Designed as a retrofit kit for Rotax 912 or 914 aircooled aero engines, the HPS incorporates a new gearbox developed by Ashot, a new propeller shaft, a DC/AC power converter and controller, and light, permanent-magnet synchronous electric motor acting as motor-alternator, coupled to the new shaft. The hybrid propulsion elements provided by Efesto also include a high-capacity lithium-polymer battery with power management system for power storage.

The HPS, which adds about 30 kg. in net weight, can operate in one of six specific modes, maintaining uninterrupted piston engine propulsion or decoupling the main engine from the shaft in case of a malfunction such as engine cutoff, or in circumstances requiring “silent mode” flight, a feature particularly interesting operators of unmanned aerial vehicles (UAVs).

Operating the two engines simultaneously increases the power available, thus shortening take-off run and safely clearing obstacles at the airport. On landing, the electric motor can be activated in counter-rotation mode, providing thrust reversal for shorter landing runs. The electric engine can also be used as an alternator for battery charging and as a starter for the main engine. Electric propulsion can also be used in the air, providing active vibration damping for smoother, low-level flight.

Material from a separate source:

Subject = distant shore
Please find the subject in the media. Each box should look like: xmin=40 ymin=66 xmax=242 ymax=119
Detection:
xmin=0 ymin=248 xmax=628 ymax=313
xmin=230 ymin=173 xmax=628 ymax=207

Here at the show the HPS debuts on the hybrid version of the DARDO light aircraft developed by CFM Air, serving as an optional safety measure and replacing an emergency parachute recovery system. HPS provides the pilot with six minutes of critical flight time after engine cutoff, which should be sufficient in which to find an emergency landing site and set down safely operating on electrical power only. HPS

is currently offered for the Rotax aircraft engines produced by BRP. Rotax engines are used by some 200 light aircraft types worldwide, and many could be candidates for the new hybrid propulsion system.